A má notícia é que a única maneira de aprender a suportar coisas difíceis é passando por elas. Agora é sua chance: você tem que passar por essa dificuldade particular, queira ou não. “A pergunta que estou fazendo a todos os meus clientes é:‘ E se essa pandemia de coronavírus estivesse acontecendo para você e não para você? ’”, Diz Miller. “A razão pela qual isso é tão importante é porque as pessoas corajosas dão sentido aos contratempos em suas vidas. Eles não os veem como jogos finais ou redutores de velocidade que devem atrapalhá-los. Eles os veem como trampolins para se tornarem mais resistentes, melhores e mais resilientes. ”

Ao pesquisar e escrever Getting Grit, Miller descobriu quatro verdades que são especialmente úteis agora:

1. Não é sobre você. “Há areia boa e areia ruim. Eu chamo o bom grão de autêntico grão. A coragem autêntica é a busca apaixonada por metas difíceis fora de sua zona de conforto que envolvem assumir riscos e, no processo, admirar e inspirar outras pessoas a viverem suas melhores vidas ”, disse ela.

2. Pessoas que têm coragem também têm humildade. Eles são flexíveis o suficiente para tentar coisas novas e humildes o suficiente para admitir que precisam.

3. Uma pessoa corajosa conhece e aplica a diferença entre objetivos de desempenho e objetivos de aprendizagem. Miller fez pesquisas pioneiras na definição de metas e diz que a determinação é inseparável da definição de metas. Ela diz que a distinção entre metas de desempenho e aprendizagem é especialmente importante agora. Para muitos (senão todos) solopreneurs, as metas de desempenho definidas no início deste ano são essencialmente inúteis. O mercado mudou, a economia mudou, a forma como interagimos mudou. Nossos objetivos, e como tentamos alcançá-los, também deveriam. “Você não pode simplesmente fazer o que fez no ano passado, e mais ou mais difícil”, disse ela. “Esses objetivos foram à loucura.” Ela sugere substituir uma meta de desempenho por uma meta de aprendizado, como aprender a fazer vendas com o Zoom.
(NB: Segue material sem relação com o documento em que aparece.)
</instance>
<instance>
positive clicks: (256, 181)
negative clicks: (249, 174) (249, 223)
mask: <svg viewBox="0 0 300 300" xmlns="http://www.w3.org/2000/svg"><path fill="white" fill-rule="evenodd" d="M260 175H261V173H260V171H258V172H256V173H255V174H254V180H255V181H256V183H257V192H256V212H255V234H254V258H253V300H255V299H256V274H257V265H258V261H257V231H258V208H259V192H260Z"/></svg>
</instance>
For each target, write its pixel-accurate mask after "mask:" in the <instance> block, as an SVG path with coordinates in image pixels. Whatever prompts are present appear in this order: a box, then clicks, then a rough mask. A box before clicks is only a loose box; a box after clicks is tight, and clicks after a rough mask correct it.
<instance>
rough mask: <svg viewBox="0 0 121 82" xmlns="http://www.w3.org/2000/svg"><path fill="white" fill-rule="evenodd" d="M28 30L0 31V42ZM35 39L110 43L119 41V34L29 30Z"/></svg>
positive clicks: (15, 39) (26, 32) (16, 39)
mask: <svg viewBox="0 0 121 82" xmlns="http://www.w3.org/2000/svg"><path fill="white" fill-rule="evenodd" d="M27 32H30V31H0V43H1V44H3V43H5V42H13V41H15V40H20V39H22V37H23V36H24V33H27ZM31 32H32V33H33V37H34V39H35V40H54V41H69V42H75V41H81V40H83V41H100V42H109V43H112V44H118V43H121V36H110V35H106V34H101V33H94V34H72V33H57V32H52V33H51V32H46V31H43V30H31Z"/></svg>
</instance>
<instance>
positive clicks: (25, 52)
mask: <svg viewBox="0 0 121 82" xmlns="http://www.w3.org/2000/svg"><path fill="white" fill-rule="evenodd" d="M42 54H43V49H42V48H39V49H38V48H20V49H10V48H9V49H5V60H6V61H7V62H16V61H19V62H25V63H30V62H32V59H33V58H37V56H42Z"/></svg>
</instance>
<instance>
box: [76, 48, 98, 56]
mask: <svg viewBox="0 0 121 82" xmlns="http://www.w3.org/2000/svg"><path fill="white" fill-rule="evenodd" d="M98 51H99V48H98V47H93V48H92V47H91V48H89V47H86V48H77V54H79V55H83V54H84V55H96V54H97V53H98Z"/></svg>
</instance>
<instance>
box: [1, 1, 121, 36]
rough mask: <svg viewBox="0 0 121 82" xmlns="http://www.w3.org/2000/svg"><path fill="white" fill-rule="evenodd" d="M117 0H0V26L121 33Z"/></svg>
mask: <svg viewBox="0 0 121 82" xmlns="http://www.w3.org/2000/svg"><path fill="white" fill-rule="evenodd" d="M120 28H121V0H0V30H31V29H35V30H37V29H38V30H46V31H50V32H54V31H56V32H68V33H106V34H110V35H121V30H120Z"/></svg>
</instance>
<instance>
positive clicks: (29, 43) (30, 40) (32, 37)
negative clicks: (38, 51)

4. Grit requer a habilidade de abraçar a gratificação atrasada. Essa não é uma habilidade bem desenvolvida na cultura moderna. Queremos sucesso e o queremos agora. Miller sugeriu desenvolver uma espécie de mantra - talvez um trecho de uma música, um trecho das Escrituras ou uma citação motivacional - para recitar para si mesmo quando os tempos ficarem difíceis. Ela descreveu um de seus clientes que constantemente se pergunta: "Mas e se eu fizesse?" Isso faz com que a cliente avance para o futuro, quando ela já tiver concluído com êxito qualquer tarefa sobre a qual está duvidando.

Eu fiz isso, de certa forma, enquanto dirigia para a tempestade. Desenvolvi um mantra em caminhadas e passeios de bicicleta de longa distância que uso quando estou cansado ou entediado ou apenas quero parar: “Posso andar mais uma milha.”

Isso foi útil na minivan . O boletim meteorológico correspondia à rodovia em que estávamos. Ele disse que a tempestade estaria entre dois marcadores de milhas em um determinado momento. A hora e o lugar se alinharam com nosso caminho.

Passamos a primeira marca de milha, e a segunda, e com cada uma depois disso, pensei: Isso é horrível, mas posso andar mais uma milha. Concedido, eu não tive muita escolha. Não havia saída para sair, mesmo se eu quisesse pegar uma, o que não fiz.

Eu brevemente considerei parar no acostamento da rodovia. Mas meu palpite era que, se parássemos, com certeza seríamos atingidos pela tempestade e, se continuássemos, poderíamos perder o pior.

Eu estava meio certo. Não perdemos a tempestade totalmente, mas perdemos o granizo e o vento a 70 milhas por hora. Mas não muito. Vimos dois caminhões derrubados e uma chuva forte atingiu nosso pára-brisa por 30 minutos. Então o sol apareceu novamente.